All was not good, though. Palmer also tossed 18 interceptions, a statistic that could kill USC if repeated.
“Some were just bad luck,’’ he said. “Some balls would hit off a receiver. But there were a couple bad decisions, too.’’
Although the emphasis will be on the passing game, USC is loaded with talent at tailback. McCullough should put up monster numbers if given the carries.
However, the talent doesn’t stop with him. Backup Malaefou MacKenzie (6-0, 215), a senior, has rushed for 765 yards and has 37 receptions during his career so Chow will be thinking of ways to get him involved.
Kelly will make a run at major national awards this season, especially with Chow turning the offensive focus toward him. Why not? He has caught a pass in every game he has played for USC. He had 55 catches for 796 yards last season.
It will be more difficult for Carroll to find a tight end. The big surprise of spring camp was the successful move to tight end by senior linebacker Kori Dickerson (6-4, 230), who is a 6-8 high jumper for the track team.
Defense and special teamsThe Trojans have holes to fill. Tackle Ennis Davis, who had 146 tackles (36 for loss) during his career, is gone. So is Sultan Abdul-Malik (22.5 career sacks) and Shamsud-Din Abdul-Shaheed, who had 74 career tackles, and two-year starting defensive end Matt Childers.
USC will be depending on several part-time players from last season’s team to handle jobs on a full-time basis. Players such as senior Ryan Nielsen (6-5, 275), who has 76 career tackles and split time last season with junior Bernard Riley (6-3, 305)..
The marquee star of a small recruiting class was defensive end Shaun Cody (6-5, 255), who was honored by USA Today as its National Defensive Player of the Year. At Los Altos High in Hacienda Heights, Calif., Cody had 105 tackles and 22 sacks.
The one-two punch of Zeke Moreno (285 tackles during his career with 33 for loss) and Markus Steele (152 career tackles, 29 for loss) is gone. Dickerson, who had 32 tackles, has been moved to tight end. To say the linebacker position is wide open would be putting it mildly.
Junior Aaron Graham (6-1, 225) started four games last season and made 26 tackles. It looks like he will nail down an inside spot. Inexperienced junior Mike Pollard (6-0, 230) is listed as No. 1 at one outside position.
The steadying force on defense should be junior strong safety Troy Polamalu (5-10, 210), who returns after being the second-leading tackler last season with 83. He also had seven deflections.
Bottom lineThe question at USC is whether Carroll can do the kind of job that Dennis Erickson did at Oregon State, taking a team and getting immediate results. Certainly, Carroll has more offensive weapons on hand than Erickson did at OSU. However, Carroll has some major work to do on defense.

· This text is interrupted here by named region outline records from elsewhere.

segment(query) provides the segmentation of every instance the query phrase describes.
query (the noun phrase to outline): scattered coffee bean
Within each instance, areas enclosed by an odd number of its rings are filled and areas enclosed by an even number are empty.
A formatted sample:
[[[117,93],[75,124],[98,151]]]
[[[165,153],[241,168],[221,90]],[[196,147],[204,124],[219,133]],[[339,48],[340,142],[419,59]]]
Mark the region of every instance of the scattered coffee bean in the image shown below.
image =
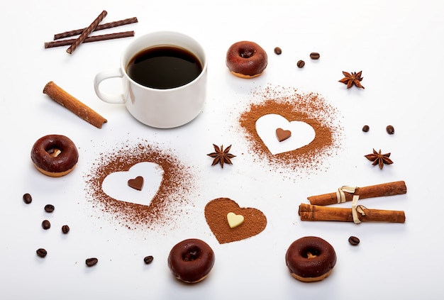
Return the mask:
[[[143,257],[143,261],[147,265],[152,262],[152,260],[154,260],[154,257],[152,255],[148,255],[148,256],[145,256],[145,257]]]
[[[65,234],[67,234],[67,233],[69,233],[70,226],[68,226],[67,225],[64,225],[63,226],[62,226],[62,232]]]
[[[30,194],[26,193],[23,194],[23,201],[26,204],[29,204],[30,203],[33,201],[33,197],[30,196]]]
[[[43,248],[37,249],[37,251],[35,251],[35,252],[37,253],[37,255],[38,255],[40,257],[45,257],[46,255],[48,254],[46,250]]]
[[[353,245],[353,246],[356,246],[357,245],[357,244],[359,244],[359,238],[356,238],[355,236],[350,236],[350,238],[348,238],[348,243],[350,243],[350,245]]]
[[[52,204],[46,204],[45,206],[45,211],[46,211],[47,213],[52,213],[52,211],[54,211],[55,209],[55,208]]]
[[[282,53],[282,50],[279,48],[279,47],[276,47],[274,48],[274,53],[276,53],[278,55],[280,55]]]
[[[49,229],[51,227],[51,223],[48,220],[43,220],[43,221],[42,222],[42,227],[45,230]]]
[[[99,260],[96,257],[87,258],[87,260],[85,260],[85,263],[88,267],[94,266],[97,262],[99,262]]]
[[[389,134],[394,134],[394,127],[393,127],[392,125],[387,126],[385,130],[387,131],[387,133]]]
[[[318,60],[321,57],[321,55],[317,52],[312,52],[310,53],[310,58],[312,60]]]

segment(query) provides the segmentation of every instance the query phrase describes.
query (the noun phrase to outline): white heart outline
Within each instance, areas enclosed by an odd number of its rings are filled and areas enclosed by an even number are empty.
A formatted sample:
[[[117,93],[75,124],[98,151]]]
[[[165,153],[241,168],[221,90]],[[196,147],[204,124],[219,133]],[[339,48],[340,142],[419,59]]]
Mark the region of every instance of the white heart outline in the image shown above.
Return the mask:
[[[164,174],[162,167],[155,162],[138,162],[128,171],[109,174],[102,182],[102,190],[116,200],[150,206],[160,187]],[[138,176],[143,177],[144,181],[143,187],[140,191],[128,185],[129,179]]]
[[[301,121],[289,121],[277,113],[264,115],[256,121],[256,132],[273,155],[292,151],[311,143],[316,137],[314,128]],[[276,129],[290,130],[292,136],[279,142],[276,136]]]

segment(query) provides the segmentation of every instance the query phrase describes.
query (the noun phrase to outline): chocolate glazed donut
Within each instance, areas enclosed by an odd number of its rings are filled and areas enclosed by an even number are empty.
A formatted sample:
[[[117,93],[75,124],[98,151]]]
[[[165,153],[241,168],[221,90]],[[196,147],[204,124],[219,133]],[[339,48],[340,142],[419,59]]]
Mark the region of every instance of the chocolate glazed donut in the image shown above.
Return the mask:
[[[173,275],[187,283],[204,279],[214,265],[214,252],[203,240],[190,238],[176,244],[168,255]]]
[[[327,241],[306,236],[290,245],[285,262],[292,276],[296,279],[316,282],[330,275],[336,264],[336,253]]]
[[[79,160],[79,152],[72,140],[66,136],[48,135],[34,143],[30,157],[40,172],[58,177],[72,170]]]
[[[227,51],[226,65],[238,77],[256,77],[264,72],[267,64],[267,52],[254,42],[235,43]]]

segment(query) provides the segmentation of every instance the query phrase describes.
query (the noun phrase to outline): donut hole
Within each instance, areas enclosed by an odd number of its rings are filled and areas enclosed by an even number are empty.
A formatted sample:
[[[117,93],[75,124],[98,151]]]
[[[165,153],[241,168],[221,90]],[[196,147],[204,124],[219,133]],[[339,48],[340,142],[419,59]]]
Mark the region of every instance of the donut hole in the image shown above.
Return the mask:
[[[184,262],[192,262],[197,260],[201,256],[201,249],[197,246],[192,246],[182,255],[182,259]]]
[[[321,250],[317,248],[307,248],[304,249],[301,254],[303,257],[310,260],[321,255]]]
[[[239,56],[242,58],[250,58],[254,55],[255,52],[252,48],[241,48],[239,49]]]
[[[45,150],[46,152],[53,157],[57,157],[62,153],[62,150],[58,148],[51,148]]]

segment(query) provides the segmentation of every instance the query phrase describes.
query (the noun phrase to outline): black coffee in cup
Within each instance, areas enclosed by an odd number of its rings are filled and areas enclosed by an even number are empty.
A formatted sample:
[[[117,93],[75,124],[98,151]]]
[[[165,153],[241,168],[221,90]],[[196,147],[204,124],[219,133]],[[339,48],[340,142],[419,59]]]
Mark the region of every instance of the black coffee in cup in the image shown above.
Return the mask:
[[[187,50],[157,46],[140,51],[126,67],[135,82],[153,89],[172,89],[194,80],[202,72],[202,65]]]

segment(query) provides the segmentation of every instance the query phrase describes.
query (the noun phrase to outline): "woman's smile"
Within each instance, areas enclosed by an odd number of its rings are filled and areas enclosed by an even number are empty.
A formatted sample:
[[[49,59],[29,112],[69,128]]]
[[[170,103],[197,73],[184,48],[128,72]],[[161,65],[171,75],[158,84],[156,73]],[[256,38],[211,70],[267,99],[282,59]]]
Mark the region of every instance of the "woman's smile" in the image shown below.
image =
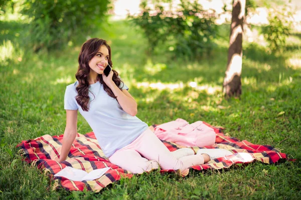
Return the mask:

Unfortunately for Trojan fans, the team might not be able to develop quickly enough to make a run at a Pac-10 championship. After facing San Jose State in the opener, Carroll’s inexperienced defense will have to handle the Kansas State offensive machine at the Coliseum. That’s a tall order for a team using so many new defensive linemen and linebackers.
It is quite possible the Trojans could drop a couple of games early, and then everyone will get a good look at Carroll’s ability to hold everything together. That was a problem for the Trojans under Hackett as they tended to fall into some ugly funks and couldn’t pull out of them.